The number of married women over 65 is rising at the same time that the number of married men over 65 is falling. This is because the gap between male and female life expectancies is narrowing. This is important because unmarried older women, whether from being widowed, divorced, or never married, are three times as likely to live in poverty in their older ages than married women. Half of women and 2/3 of men will be single for at least a decade in the future, which affects finances and caregiving from a spouse. Another interesting fact about the future of retirees is that more of them than ever before will have a higher education. Americans born in the 1980’s are half as likely to be without a high school diploma and twice as likely to have a four year college degree than Americans born 50 years earlier. Typically this means that they will earn more in their lifetime, have greater wealth and be healthier than those that came before them. The overall trend also shows that older Americans are healthier now than they ever have been. Fewer people aged 80 and up reported poor health from 1998 to 2012, but the article said that the trend may reverse as more middle-aged Americans report declining health issues like diabetes.

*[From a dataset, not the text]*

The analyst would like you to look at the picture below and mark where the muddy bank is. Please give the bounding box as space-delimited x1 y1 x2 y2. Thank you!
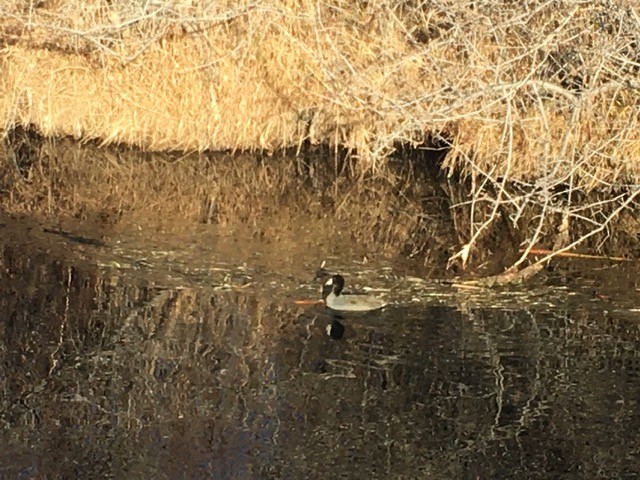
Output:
0 225 640 478
0 129 640 278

We’ve been talking about this trend a lot over the past couple of years. Traditional pensions are becoming a thing of the past, but Americans are saving more for retirement in their employer-based retirement accounts like 401k plans. Only 11% of adults born in the 1980’s will have a traditional employer pension to pay them income during retirement. It’s projected that workers born in the 1980’s will have saved three times more for retirement that those born 50 years earlier by the time they reach age 65. Once you have accumulated your retirement savings, annuities can help create a lifetime income stream that will help account for the increasing longevity mentioned above. In addition to overall retirement savings increasing, women are both earning more and saving more for retirement than ever before. Can you believe that women only earned 1/4 of what men earned in the 1930’s? Women born in the 1970’s will earn 70% of what men will in their lifetime. There is still a long way to go for equal pay, but women earning more helps with their retirement security overall.
Older adults will be working later in life than any generation that came before them, especially as jobs continue to become less physically demanding. Some Americans work longer out of necessity, while others are bored during retirement and go back to work. No matter the reason, working longer increases lifetime earnings, Social Security credits, and retirement savings. You also have less time that you have to make your retirement savings last. If that is one of your main concerns, speak with an expert about using an annuity to combat longevity risk. The final result listed in the article was that more Americans are retiring in debt. Whether it is mortgage debt or credit card debt, this increased debt will affect retirement savings as long as it exists. The face of retirement in America is changing in many ways, which may lead to an increasing use of annuities in retirement planning.